On the other hand, if you have a company will large leverage ratios, lots of debt coming due, but yet secured and unsecured debt are trading in the 90s then the company is viewed as probably being able to roll their debt over. The market just doesn't seem that concerned and isn't forecasting any kind of restructuring being needed.

Debt trading levels can not tell you everything, but they can give you a directional sense of what restructuring outcomes the market is "pricing in". 

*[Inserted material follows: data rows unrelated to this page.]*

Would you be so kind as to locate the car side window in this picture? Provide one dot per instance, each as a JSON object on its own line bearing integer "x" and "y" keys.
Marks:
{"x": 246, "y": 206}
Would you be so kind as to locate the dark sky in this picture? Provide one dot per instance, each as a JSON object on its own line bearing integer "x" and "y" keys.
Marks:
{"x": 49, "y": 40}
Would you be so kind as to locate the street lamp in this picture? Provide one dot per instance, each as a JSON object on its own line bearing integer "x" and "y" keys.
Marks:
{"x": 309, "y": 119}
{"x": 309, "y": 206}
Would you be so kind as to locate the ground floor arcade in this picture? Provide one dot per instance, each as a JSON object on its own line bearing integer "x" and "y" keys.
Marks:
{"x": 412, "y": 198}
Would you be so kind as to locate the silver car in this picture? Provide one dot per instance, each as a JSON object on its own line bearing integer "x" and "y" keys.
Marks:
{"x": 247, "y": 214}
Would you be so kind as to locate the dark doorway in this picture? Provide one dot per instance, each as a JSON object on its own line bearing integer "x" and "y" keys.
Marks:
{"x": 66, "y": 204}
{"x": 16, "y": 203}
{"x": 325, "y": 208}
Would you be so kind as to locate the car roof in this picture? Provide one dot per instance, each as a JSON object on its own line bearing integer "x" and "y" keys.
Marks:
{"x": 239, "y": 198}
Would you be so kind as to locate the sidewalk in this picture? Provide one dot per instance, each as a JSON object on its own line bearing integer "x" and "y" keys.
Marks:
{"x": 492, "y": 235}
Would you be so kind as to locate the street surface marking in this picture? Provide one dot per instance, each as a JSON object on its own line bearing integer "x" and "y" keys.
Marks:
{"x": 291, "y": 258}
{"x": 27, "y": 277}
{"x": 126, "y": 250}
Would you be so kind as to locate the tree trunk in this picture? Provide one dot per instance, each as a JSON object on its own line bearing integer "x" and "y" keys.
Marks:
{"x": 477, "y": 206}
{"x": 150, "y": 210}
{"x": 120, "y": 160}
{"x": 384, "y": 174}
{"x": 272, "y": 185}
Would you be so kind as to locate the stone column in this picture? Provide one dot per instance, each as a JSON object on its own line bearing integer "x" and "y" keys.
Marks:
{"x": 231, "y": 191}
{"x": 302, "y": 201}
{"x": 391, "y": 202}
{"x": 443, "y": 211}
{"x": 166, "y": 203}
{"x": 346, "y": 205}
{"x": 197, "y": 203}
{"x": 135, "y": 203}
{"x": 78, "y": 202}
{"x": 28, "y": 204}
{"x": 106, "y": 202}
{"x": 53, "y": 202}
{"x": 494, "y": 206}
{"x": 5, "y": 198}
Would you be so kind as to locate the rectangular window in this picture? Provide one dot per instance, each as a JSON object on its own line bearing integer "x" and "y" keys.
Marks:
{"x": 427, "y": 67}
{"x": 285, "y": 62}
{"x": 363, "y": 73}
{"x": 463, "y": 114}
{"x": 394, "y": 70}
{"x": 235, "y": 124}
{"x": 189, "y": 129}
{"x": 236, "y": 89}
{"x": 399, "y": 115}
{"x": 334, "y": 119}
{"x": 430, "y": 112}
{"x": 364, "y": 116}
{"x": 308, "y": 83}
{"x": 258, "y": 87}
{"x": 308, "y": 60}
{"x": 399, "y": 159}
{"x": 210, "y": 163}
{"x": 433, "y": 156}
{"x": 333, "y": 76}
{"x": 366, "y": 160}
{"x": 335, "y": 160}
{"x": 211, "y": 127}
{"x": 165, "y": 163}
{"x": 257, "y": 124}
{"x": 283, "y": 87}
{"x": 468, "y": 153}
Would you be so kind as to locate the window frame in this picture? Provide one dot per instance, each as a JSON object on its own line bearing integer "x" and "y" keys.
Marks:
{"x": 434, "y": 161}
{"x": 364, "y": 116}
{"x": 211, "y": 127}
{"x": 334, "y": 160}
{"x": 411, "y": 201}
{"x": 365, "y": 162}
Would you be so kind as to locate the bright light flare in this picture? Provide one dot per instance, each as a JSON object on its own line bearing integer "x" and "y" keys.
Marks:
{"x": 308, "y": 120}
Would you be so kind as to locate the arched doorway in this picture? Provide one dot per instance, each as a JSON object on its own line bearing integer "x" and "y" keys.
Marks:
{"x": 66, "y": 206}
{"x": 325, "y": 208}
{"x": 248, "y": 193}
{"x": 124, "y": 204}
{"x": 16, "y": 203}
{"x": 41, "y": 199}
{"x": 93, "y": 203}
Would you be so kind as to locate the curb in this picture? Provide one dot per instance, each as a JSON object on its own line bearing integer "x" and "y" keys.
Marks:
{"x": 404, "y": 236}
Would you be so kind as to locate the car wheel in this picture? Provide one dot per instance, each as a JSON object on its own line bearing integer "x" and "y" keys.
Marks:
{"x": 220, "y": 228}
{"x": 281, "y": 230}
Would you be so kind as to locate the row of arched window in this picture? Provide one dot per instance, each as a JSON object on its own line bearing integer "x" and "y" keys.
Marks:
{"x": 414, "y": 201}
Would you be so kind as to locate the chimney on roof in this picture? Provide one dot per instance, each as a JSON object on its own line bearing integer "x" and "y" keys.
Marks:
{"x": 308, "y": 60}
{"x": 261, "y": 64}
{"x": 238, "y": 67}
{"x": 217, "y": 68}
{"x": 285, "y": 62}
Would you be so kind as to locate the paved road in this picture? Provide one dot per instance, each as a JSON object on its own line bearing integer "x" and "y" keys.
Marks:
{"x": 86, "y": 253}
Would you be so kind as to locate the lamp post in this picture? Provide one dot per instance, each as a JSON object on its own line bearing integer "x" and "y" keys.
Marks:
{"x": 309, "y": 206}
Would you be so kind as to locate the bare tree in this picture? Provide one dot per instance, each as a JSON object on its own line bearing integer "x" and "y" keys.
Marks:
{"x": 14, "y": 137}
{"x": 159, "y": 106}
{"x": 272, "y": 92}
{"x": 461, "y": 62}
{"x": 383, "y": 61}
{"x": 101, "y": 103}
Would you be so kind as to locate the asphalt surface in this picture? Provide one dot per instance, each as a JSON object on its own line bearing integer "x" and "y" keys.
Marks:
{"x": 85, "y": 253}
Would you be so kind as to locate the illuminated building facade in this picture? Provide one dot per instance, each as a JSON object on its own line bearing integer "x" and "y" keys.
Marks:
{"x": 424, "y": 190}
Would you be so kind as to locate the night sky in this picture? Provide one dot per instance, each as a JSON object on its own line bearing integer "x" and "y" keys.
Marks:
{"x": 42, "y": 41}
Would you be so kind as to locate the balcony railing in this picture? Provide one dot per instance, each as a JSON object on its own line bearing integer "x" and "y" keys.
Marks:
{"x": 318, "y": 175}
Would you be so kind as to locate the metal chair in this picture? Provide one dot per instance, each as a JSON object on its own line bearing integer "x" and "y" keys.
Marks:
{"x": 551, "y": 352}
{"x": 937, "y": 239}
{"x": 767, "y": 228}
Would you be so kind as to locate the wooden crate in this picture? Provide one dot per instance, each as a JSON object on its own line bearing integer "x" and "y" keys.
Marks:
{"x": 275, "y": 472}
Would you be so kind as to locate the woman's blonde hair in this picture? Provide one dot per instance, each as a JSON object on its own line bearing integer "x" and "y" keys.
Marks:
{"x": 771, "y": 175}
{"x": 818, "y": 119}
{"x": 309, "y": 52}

For debt trading levels you'll almost always use MarkIt or occasionally you'll turn to Bloomberg. Almost all debt will trade on the secondary market if the placement is large enough (occasionally you'll see some revolvers that don't, however). 


Determining whether a company is likely to be in a distressed position is a nuanced, holistic process. It's invariably a judgement call.

However, if there's limited liquidity, debt maturity walls coming due, and debt prices trading down it's almost inevitable the company will be facing a restructuring event. 

If you'd like to learn more about what distressed companies look like, how restructuring occurs in the real world, or are looking to crush your restructuring interview make sure to check out Restructuring Interviews

Final Note

One final note, never in an interview say the equity trading down is indicative of a company in distress and needing restructuring.

While that is often (in fact, almost always) true, what we care about in restructuring is the capital structure and that involves debt or debt-like instruments. 

The fact that equity trades down has no direct bearing on the capacity of the firm to continue operations. The COVID-19 events of 2020 are proving this to be true as companies that are down 50% are able to go out and raise billions in new debt; many at shockingly low yields.